E isto é o caso de todas as democracias ditas iliberais, como a Hungria, pois nelas todas há eleições, como também o fazem estados ostensivamente não democráticos ou antidemocráticos. Fácil é o exemplo: Venezuela e Cuba, para ficar na América.
Assim, não há dúvida: o Brasil é uma democracia. É o que decorre o parágrafo único do artigo 1º:
“Todo o poder emana do povo, que o exerce por meio de representantes eleitos, ou diretamente, nos termos desta Constituição.”
Disto decorre, obviamente que a governança cabe apenas a eleitos. Falta a outras autoridades ou outros órgãos não eleitos a legitimidade democrática para a governança.
Mas o Brasil é, hoje, uma democracia liberal? Ou iliberal?

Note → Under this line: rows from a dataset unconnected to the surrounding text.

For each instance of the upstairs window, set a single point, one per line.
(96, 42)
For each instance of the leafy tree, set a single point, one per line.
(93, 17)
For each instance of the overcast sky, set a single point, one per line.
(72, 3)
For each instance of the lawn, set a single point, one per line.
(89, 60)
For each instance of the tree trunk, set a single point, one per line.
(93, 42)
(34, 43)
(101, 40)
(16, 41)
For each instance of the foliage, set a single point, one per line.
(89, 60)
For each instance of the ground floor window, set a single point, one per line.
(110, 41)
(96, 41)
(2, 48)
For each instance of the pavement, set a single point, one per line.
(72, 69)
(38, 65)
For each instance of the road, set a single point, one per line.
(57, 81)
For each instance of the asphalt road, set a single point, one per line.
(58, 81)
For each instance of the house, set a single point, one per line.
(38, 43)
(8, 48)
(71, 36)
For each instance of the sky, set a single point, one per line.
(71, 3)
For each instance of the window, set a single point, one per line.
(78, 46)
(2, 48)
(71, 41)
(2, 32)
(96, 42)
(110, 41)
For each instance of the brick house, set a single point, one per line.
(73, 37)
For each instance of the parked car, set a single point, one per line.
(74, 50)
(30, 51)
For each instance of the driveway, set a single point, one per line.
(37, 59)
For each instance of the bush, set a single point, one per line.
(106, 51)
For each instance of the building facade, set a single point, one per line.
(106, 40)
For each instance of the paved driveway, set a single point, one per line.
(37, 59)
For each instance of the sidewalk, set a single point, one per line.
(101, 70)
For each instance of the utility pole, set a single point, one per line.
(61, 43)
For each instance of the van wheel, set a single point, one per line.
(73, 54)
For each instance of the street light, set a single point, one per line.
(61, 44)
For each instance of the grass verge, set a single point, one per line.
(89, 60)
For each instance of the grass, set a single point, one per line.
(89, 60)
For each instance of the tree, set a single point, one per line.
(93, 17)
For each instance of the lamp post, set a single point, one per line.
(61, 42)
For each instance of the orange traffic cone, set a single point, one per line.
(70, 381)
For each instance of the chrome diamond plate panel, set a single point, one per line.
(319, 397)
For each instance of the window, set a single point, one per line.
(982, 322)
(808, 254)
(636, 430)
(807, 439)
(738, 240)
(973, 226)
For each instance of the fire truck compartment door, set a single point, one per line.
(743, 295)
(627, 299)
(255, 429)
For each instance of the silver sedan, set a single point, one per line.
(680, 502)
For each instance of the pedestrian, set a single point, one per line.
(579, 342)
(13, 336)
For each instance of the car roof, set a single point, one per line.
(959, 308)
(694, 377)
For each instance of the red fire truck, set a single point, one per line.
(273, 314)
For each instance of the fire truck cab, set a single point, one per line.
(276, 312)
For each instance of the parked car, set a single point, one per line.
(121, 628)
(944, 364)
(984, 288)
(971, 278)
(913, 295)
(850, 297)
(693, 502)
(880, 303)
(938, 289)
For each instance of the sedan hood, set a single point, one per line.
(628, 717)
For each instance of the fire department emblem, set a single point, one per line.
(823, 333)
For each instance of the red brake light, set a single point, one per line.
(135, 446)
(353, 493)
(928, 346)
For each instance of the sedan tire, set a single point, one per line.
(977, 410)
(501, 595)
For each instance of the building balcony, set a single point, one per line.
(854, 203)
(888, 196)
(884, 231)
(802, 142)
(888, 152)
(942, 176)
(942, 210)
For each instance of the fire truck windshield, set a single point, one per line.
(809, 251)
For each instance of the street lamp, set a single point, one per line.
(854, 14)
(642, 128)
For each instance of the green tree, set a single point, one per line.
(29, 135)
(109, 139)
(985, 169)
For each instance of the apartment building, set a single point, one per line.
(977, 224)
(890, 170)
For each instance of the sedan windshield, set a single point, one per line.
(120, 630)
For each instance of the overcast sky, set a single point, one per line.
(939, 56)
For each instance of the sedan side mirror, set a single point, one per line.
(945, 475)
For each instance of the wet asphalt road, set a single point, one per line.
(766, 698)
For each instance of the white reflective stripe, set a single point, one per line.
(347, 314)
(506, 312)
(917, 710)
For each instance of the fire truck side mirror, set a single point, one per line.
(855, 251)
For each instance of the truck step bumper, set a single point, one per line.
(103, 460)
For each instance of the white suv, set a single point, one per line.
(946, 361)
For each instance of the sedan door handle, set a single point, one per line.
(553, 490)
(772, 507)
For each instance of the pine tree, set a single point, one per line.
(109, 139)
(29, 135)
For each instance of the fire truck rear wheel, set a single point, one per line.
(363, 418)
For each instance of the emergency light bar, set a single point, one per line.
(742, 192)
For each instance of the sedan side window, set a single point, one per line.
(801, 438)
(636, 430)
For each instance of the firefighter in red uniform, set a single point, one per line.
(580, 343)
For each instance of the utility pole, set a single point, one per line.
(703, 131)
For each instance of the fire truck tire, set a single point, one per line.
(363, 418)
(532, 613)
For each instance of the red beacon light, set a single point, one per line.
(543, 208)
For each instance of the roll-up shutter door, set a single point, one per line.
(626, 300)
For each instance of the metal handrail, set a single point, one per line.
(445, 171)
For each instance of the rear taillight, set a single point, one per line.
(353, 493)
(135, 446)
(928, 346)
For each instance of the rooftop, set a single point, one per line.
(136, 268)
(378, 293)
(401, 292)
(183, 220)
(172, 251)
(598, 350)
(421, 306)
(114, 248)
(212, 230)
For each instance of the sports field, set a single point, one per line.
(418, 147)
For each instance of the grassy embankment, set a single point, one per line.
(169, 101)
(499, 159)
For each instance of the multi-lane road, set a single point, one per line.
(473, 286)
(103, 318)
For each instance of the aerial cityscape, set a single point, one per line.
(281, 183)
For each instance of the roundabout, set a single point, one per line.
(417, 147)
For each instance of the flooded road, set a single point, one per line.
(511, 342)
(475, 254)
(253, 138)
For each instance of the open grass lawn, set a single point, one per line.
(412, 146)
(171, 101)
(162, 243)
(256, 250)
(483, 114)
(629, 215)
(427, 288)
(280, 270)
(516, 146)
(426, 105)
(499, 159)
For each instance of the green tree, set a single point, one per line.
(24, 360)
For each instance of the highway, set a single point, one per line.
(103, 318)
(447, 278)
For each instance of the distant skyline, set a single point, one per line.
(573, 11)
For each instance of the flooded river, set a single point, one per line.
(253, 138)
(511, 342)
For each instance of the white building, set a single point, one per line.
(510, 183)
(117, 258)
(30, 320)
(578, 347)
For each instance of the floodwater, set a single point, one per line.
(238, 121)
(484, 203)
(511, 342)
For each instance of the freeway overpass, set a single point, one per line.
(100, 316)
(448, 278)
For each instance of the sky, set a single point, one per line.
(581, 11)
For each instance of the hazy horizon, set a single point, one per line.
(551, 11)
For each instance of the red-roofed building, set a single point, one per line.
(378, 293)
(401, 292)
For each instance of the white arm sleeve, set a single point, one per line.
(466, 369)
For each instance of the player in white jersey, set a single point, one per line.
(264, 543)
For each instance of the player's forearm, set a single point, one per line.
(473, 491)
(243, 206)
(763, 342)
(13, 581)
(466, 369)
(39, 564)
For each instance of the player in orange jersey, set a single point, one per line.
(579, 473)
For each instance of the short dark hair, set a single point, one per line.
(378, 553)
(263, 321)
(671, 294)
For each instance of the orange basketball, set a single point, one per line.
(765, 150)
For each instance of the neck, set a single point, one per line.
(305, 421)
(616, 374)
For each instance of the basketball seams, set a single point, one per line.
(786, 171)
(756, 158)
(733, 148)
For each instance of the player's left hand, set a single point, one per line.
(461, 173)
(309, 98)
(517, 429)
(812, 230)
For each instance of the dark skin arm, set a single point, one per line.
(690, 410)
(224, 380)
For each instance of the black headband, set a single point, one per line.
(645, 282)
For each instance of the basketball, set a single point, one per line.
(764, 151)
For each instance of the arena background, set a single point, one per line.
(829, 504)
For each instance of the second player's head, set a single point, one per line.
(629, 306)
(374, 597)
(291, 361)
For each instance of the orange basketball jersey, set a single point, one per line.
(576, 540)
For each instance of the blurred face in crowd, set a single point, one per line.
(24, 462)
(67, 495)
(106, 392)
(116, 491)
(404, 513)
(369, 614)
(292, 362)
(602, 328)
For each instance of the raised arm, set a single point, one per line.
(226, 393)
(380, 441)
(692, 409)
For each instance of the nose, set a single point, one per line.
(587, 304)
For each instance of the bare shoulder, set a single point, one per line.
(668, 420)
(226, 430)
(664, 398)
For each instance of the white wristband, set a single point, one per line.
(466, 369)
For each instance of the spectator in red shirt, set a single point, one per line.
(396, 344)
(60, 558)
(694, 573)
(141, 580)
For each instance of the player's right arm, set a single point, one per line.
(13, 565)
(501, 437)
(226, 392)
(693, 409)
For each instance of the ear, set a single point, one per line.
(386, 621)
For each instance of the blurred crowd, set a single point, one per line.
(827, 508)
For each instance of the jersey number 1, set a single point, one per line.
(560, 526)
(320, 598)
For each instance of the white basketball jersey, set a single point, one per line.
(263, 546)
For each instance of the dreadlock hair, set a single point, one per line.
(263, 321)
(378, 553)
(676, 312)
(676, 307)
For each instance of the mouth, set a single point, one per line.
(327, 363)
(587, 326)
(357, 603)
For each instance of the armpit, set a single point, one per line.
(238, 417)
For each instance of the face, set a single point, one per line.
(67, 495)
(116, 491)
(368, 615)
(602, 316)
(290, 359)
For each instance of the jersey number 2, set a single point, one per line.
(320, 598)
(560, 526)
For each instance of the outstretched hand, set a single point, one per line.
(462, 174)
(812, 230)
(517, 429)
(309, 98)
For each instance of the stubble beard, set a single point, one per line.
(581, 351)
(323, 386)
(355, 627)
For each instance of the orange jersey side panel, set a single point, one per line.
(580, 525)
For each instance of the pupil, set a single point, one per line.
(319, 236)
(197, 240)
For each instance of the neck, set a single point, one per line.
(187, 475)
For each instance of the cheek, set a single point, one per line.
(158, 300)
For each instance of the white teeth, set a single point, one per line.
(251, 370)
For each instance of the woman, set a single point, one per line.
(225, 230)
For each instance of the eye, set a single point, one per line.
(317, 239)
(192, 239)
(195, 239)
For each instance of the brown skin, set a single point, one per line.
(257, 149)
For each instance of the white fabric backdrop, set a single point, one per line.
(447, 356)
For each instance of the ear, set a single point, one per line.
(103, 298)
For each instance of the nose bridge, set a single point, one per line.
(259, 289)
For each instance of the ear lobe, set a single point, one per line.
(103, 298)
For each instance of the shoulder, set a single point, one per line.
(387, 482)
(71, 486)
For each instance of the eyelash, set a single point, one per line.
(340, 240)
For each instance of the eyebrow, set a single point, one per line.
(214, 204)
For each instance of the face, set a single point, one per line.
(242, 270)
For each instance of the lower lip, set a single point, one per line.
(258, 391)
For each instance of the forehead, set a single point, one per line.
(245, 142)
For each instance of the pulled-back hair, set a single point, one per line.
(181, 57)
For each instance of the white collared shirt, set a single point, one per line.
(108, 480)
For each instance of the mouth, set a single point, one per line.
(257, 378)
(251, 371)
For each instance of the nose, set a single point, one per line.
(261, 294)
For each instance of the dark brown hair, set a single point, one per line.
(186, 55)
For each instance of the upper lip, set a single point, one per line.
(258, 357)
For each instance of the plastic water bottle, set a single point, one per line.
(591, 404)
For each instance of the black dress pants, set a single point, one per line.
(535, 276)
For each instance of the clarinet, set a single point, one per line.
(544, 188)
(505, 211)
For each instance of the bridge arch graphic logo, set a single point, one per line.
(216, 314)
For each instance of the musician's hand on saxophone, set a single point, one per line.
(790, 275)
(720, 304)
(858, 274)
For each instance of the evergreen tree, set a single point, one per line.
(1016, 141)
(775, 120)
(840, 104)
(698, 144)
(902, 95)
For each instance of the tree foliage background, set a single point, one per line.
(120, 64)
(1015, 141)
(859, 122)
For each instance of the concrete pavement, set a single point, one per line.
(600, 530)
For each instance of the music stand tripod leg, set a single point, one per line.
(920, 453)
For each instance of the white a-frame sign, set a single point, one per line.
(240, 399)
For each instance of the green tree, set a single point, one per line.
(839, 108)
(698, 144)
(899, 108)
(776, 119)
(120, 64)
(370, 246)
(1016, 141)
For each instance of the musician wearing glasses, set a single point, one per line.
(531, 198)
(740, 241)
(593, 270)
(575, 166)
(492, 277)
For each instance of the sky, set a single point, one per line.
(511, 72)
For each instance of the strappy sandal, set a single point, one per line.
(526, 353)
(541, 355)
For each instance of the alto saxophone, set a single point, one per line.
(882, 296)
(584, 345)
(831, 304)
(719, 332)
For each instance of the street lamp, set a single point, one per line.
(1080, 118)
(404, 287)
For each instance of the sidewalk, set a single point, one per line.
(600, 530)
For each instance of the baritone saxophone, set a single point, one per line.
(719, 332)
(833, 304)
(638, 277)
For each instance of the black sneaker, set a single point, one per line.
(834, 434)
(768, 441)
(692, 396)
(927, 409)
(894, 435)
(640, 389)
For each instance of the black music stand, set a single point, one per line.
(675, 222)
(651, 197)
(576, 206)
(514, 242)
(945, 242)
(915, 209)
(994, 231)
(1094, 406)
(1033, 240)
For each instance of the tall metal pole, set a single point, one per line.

O modelo liberal é o modelo constitucional das Declarações de Direitos do século 18. Ninguém o ignora. Formulação claríssima está no artigo 16 da Declaração francesa de 1789:
“Toda sociedade na qual a garantia dos direitos (fundamentais) não é assegurada, nem determinada a separação dos poderes, não tem Constituição.”
A nossa Constituição, na sua letra segue o modelo liberal.

Ela estrutura os Poderes constituídos, de acordo com a fórmula clássica da “separação dos poderes” de Montesquieu, ou seja, prevê um Executivo, um Legislativo e um Judiciário, cada um com competência determinada e limitada, para que se impeça o arbítrio instaure um “governo de leis, não de homens”, como lapidarmente gravou John Adams.
Por outro, é quase desnecessário salientar que ela declara e resguarda os direitos fundamentais, logo no segundo “Título II – Dos Direitos e Garantias fundamentais”.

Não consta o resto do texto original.